La France, pays des droits de l’homme? Pour les textes fondateurs oui, sans aucun doute.
En 1789 la déclaration française fut rédigée par les collaborateurs de l’archevêque de Bordeaux Champion de Circé, en 1948 la déclaration universelle fut préparée par le regretté René Cassin: tous deux étaient français, comme on sait. Mais dans les travaux pratiques?
«La France qui dit si bien le droit et qui suit les chemins tortueux» écrivait Léopold Sédar Senghor, président de la République du Sénégal, ancien député puis ministre français, agrégé de l’Université, grand poète francophone et ami de la France.
Celle-ci est surtout le pays du bien dire: ensuite on croit que çà y est… Cette bonne conscience générale fait qu’en France il est très difficile de faire bouger les lignes, de rectifier les manquements au droit des gens, et surtout de battre en brèche la sacro-sainte raison d’Etat profondément gravée dans le logiciel national, de marque césariste.
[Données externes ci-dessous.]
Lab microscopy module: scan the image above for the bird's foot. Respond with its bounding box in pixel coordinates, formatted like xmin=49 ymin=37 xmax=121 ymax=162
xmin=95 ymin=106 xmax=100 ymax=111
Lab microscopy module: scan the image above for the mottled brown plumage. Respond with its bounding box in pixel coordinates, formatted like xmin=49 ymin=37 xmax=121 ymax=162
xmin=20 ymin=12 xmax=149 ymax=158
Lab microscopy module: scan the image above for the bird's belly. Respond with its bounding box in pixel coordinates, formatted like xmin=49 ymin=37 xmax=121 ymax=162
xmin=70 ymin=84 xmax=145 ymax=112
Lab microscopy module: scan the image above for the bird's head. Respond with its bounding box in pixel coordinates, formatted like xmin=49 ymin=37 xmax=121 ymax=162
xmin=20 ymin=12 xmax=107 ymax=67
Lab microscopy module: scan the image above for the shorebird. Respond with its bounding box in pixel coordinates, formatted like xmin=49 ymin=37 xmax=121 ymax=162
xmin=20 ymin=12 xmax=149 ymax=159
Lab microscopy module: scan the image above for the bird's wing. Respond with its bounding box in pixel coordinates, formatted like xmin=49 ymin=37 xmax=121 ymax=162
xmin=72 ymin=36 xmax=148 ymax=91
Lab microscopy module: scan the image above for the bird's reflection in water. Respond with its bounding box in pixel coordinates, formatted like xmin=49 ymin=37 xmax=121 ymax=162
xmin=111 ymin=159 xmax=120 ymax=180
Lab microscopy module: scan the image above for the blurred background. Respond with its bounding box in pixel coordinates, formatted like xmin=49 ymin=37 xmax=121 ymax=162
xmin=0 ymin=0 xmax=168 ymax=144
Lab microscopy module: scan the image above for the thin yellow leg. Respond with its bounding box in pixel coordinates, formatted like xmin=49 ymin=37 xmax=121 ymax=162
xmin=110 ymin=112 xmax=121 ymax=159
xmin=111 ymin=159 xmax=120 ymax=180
«L’Etat est le plus froid des monstres froids» disait Nietzsche. Sur ce point aussi l’Etat français, précoce, expérimenté, rodé de longue date, est presque parfait, pour ainsi dire sans faille dans sa banquise : le meilleur congélateur politique du monde à mon avis. Il vient de le montrer une fois de plus, de façon remarquable, à la mort du prisonnier basque Xabier Lopez Peña. En supposant même qu’elle l’ait soigné correctement, l’administration s’est conduite de la façon la plus glaciale qui soit avec sa famille. Ce n’est pas étonnant. Sans remonter plus haut, ce demi-siècle de militantisme nous a permis de vérifier constamment la position absolutiste des dirigeants français successifs face à toute aspiration de ses minorités nationales, dont la nôtre.
Le traitement glacial infligé
aux prisonniers basques persiste
malgré la cessation de la lutte armée d’ETA:
éloignement de la famille et du pays,
dispersion, durées interminables.
Merveille de l’idéologie
D’ailleurs il ne saurait y avoir de telles minorités dans «la République une et indivisible», puisque nous sommes tous égaux et libres, et pas davantage à ses yeux chez sa voisine, «la jeune démocratie espagnole». Oh merveille de l’idéologie et miracle de la méthode Coué!
Le traitement glacial infligé aux prisonniers basques persiste malgré la cessation de la lutte armée d’ETA: éloignement de la famille et du pays, dispersion, durées interminables. Dans l’Etat français, les cas les plus connus sont ceux de Jon Parot, Haramboure et Lorentxa Beyrie qui sont sous les verrous depuis si longtemps… Pour les faits qui leur sont reprochés, des condamnés de droit commun seraient probablement dehors depuis quelques années. Mais voilà, ceux-ci ont agi pour des motifs politiques, dans une lutte de libération nationale: donc pas de pitié, même pas d’équité. Surtout ne pas dire que ce sont des «prisonniers politiques». A ces mots le gouvernement français se fâche, et le gouvernement espagnol dégaine: «l’Espagne est une démocratie!» Peut-être. Mais la France en était une à coup sûr pendant la guerre d’Algérie, et pourtant on cassait de «l’Arabe» en son nom, et l’on torturait abondamment: il aura fallu attendre un demi-siècle pour que des généraux le reconnaissent dans leurs livres. Espérons que pour les Basques, les aveux ennemis tarderont moins. D’ici là, va-t-on laisser nos prisonniers de guerre au frigo, si ce n’est au congélateur? A quand le dégel de la question basque? En fait le dégel des cerveaux jacobins, d’abord dans ce pôle nord? Le pôle sud est en principe le pire, mais c’est à vérifier. Et que dirait aujourd’hui René Cassin, lui qui dénonçait constamment la toute-puissance des Etats et leurs abus de pouvoir?